対処方法は、口をあまり開けない発声で、声を鼻腔方向に通す方法です。
口を開けませんから、喉を上げない姿勢を取る必要があります。
これは、顎を引いた姿勢です。
首の後ろの筋肉で顔全体がしっかり首の上に乗って固定されている、という状態です。
チェスティ「さようならコリンド」単純に歌いこみをもっと増やすこと。
ストラデッラ「教会のアリア」発声が課題です。前述のように、換声点近辺で口先をあまりあけないで、鼻腔に通すように歌うことで、結果的に喉の上がらない締まらない歌声を目指してください。
HT
こちらに通いだしてから、安定した歌声という点は良いと思いますが、やや喉で押している感が否めない印象でした。
その理由は、息もれの無い発声ということを教わった、とのこと。
そのこと、その言葉自体は正しいことですが、それが声量一杯一杯で歌うことや、そのことによる喉の力みを招いているなら、過ぎたるは及ばざるがごとしと思います。

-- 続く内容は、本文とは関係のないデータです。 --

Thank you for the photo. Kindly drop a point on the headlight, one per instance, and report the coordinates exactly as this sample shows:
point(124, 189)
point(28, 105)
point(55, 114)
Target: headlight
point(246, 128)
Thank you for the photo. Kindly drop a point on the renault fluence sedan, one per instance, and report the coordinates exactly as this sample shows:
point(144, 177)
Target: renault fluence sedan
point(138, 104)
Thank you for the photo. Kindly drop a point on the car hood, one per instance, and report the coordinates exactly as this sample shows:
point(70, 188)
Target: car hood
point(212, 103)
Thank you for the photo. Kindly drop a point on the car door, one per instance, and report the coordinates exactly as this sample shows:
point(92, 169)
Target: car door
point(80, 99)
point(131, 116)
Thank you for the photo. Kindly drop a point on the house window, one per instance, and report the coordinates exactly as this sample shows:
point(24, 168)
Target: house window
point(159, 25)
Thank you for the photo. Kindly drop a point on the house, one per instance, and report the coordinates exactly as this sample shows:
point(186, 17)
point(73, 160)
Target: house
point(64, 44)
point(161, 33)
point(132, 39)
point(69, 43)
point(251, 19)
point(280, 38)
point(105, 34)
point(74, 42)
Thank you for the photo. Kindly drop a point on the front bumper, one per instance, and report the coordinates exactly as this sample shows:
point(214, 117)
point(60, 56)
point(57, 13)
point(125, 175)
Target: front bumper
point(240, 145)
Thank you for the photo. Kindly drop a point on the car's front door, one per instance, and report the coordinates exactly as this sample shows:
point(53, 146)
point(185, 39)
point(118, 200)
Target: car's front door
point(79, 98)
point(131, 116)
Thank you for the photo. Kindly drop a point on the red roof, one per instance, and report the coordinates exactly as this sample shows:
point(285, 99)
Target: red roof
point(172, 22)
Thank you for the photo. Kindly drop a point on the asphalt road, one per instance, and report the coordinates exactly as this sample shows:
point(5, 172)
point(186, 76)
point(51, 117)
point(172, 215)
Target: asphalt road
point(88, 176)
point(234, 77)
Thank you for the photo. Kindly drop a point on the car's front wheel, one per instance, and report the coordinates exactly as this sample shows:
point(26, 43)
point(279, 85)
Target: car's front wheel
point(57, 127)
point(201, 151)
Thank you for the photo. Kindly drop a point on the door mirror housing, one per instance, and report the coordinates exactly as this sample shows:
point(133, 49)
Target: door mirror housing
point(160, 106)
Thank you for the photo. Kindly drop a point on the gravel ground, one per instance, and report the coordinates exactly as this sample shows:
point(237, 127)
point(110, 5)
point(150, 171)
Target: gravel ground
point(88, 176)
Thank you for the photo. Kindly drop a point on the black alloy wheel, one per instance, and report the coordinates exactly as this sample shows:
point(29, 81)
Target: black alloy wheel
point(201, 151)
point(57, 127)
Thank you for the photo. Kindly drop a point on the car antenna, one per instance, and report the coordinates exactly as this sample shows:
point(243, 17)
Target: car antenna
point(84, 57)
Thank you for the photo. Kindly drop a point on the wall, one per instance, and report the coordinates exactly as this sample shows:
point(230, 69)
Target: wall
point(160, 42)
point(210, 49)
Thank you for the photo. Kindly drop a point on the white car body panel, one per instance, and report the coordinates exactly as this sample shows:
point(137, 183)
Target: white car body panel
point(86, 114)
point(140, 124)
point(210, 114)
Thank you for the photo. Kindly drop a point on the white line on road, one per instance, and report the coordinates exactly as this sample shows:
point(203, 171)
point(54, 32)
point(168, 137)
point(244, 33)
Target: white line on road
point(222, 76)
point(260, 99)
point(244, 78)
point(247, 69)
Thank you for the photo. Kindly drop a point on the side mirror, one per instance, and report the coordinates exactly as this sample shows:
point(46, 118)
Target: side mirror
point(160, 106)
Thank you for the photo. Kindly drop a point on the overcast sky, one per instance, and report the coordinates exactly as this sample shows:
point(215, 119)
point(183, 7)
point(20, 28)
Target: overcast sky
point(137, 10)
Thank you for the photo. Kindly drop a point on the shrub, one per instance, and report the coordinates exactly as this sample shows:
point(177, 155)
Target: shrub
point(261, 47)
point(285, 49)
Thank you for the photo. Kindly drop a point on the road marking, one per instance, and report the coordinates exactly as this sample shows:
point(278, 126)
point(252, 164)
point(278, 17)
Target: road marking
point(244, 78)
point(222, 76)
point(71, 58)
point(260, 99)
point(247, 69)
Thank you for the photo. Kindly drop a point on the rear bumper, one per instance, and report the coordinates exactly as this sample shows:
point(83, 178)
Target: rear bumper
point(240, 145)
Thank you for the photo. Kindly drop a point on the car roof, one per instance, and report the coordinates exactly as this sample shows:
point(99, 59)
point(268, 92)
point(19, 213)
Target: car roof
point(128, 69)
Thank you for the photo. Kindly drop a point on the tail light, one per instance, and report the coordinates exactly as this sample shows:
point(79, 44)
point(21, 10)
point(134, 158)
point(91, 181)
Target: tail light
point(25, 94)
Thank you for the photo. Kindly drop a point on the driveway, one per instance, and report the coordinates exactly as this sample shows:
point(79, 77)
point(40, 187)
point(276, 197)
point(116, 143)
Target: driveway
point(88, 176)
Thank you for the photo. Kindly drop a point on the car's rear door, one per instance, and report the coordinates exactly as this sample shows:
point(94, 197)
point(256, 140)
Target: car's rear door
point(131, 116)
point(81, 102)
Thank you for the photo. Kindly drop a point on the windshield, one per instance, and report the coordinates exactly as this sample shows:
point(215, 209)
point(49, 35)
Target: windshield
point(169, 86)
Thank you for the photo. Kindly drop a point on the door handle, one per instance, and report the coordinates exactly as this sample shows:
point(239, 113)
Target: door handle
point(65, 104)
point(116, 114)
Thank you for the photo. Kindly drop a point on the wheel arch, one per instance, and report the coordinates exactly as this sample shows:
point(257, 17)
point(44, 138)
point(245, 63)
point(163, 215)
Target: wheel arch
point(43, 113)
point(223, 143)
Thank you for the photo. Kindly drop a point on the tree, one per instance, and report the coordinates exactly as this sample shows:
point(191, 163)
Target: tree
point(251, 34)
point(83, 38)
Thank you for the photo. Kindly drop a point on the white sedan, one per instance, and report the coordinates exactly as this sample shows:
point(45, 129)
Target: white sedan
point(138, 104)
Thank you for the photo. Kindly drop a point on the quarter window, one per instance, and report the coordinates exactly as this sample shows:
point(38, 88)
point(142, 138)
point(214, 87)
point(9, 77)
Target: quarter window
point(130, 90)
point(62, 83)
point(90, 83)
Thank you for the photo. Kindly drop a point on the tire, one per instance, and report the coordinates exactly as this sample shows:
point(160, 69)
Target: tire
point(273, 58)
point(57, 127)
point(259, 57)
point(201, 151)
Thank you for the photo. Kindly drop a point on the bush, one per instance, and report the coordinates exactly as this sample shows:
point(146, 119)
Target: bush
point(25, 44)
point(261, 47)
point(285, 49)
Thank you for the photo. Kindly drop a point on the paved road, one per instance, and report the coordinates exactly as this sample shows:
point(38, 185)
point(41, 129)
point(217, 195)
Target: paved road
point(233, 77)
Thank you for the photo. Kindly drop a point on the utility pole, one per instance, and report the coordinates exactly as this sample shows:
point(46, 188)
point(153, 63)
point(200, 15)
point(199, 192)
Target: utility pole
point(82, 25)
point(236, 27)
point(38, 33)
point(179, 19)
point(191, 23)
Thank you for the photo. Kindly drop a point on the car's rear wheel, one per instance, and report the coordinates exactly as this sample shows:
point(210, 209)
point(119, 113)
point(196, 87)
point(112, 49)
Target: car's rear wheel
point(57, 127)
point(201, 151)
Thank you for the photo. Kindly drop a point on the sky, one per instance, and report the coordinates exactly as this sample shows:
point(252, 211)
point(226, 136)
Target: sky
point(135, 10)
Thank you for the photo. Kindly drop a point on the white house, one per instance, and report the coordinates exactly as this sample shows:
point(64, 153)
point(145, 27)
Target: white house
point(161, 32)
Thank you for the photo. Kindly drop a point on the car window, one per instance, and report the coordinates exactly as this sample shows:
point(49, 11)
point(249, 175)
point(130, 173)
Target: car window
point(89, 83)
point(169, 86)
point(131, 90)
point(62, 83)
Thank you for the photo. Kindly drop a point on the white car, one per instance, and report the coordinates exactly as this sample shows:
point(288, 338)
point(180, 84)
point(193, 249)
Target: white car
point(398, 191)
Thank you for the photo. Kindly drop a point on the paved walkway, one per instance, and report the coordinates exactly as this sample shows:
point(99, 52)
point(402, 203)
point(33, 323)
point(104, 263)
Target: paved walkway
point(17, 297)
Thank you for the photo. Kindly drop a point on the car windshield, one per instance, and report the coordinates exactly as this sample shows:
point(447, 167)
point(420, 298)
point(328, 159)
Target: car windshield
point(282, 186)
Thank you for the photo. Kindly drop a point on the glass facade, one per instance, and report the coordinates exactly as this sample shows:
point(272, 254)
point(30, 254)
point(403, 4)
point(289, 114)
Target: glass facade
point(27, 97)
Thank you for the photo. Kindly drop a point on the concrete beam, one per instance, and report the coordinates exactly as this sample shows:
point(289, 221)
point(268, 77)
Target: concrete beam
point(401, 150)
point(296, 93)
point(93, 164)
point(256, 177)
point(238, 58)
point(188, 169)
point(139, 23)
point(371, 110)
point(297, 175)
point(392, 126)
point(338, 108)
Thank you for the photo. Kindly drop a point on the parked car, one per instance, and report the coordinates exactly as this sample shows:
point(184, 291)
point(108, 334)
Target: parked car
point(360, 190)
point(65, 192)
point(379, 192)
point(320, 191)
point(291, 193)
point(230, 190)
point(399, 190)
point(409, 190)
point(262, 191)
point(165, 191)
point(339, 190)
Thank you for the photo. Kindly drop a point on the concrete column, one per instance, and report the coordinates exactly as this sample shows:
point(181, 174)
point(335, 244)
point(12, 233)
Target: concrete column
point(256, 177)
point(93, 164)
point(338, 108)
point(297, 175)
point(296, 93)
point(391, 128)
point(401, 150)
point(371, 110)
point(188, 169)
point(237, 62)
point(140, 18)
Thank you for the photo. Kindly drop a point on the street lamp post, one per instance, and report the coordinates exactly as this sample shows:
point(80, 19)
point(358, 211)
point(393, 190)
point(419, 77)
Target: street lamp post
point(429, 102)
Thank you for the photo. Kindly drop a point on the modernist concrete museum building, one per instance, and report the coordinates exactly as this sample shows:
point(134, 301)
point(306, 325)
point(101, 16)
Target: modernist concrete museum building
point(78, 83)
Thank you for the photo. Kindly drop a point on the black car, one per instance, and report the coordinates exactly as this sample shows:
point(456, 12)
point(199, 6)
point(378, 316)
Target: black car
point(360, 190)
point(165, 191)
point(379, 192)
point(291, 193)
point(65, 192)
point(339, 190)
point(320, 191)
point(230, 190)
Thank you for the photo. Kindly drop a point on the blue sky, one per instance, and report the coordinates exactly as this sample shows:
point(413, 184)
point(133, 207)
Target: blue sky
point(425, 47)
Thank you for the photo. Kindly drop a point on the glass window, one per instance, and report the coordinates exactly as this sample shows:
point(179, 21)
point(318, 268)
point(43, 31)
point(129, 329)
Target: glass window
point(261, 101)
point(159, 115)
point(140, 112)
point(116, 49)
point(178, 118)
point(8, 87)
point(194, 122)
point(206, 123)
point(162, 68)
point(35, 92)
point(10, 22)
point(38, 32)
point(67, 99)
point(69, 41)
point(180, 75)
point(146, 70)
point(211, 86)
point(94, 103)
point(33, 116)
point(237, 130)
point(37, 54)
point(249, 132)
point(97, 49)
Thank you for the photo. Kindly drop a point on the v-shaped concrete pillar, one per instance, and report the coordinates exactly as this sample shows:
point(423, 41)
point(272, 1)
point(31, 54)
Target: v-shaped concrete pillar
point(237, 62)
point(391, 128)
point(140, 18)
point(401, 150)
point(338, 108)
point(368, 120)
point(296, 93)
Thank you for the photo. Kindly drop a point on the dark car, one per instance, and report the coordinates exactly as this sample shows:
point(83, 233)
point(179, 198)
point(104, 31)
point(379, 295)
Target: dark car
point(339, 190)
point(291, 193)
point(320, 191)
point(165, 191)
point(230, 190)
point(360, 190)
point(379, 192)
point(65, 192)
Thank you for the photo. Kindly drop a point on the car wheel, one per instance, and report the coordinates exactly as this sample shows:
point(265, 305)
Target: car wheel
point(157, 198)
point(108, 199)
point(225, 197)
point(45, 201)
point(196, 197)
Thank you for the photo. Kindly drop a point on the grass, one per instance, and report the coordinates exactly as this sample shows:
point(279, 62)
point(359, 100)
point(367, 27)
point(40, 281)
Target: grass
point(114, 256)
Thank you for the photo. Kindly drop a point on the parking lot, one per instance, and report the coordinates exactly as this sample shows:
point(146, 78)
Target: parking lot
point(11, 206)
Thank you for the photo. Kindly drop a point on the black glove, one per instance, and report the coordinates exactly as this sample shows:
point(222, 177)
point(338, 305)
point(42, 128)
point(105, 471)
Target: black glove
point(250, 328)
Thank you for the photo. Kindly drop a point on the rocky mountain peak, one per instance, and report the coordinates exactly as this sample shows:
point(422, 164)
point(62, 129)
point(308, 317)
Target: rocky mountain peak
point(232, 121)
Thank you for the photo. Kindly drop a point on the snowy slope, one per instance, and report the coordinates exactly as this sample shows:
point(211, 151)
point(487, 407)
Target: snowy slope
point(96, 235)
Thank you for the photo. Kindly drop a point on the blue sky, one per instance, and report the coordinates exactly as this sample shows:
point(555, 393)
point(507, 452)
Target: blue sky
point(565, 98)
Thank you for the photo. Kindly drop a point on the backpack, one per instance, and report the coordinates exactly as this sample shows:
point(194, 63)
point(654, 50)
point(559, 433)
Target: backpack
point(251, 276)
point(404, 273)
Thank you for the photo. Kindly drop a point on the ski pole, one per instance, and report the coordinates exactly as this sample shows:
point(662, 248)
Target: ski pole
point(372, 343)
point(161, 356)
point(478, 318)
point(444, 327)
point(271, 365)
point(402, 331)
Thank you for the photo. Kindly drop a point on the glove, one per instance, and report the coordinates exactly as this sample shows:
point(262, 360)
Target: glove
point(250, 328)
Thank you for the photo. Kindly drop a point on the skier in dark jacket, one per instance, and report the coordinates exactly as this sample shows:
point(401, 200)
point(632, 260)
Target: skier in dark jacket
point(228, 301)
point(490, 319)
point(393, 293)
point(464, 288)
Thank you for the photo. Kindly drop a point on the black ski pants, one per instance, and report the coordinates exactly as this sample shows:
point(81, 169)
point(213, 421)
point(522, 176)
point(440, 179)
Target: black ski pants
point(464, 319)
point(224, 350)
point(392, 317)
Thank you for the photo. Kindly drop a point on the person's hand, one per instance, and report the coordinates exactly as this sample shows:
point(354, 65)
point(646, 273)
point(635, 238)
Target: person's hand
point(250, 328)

決まりごと遵守ではなく、むしろ積極的に息を通そう息を混ぜようという発想に替えてみることで、喉の硬直がなくなる、と考えました。
硬直した喉は、一端元に戻したほうが良いという考えからです。リラックスした状態での発声を覚えましょう、ということ。
Hをつけた母音発声を積極的にやることと、歌いだしの感覚として、声に意識を向けないで息を吐く、という行為から始まる感覚を一度持ってみてください。
そして、声は声帯から出るのではなく、ビール瓶の口に息を吹きかけると共鳴音がするようなイメージで行うこと。
それは、例えば軟口蓋に鼻腔への穴があり、そこに息を吐くことで、そこから声が出るようなイメージを持つことです。
コンコーネ38番では、この息を流す、息を混ぜるという課題を練習しました。
また、イタリア古典歌曲 Per la gloria d’adorarviでも、子音を利用して息を良く使う発音・発声を促しました。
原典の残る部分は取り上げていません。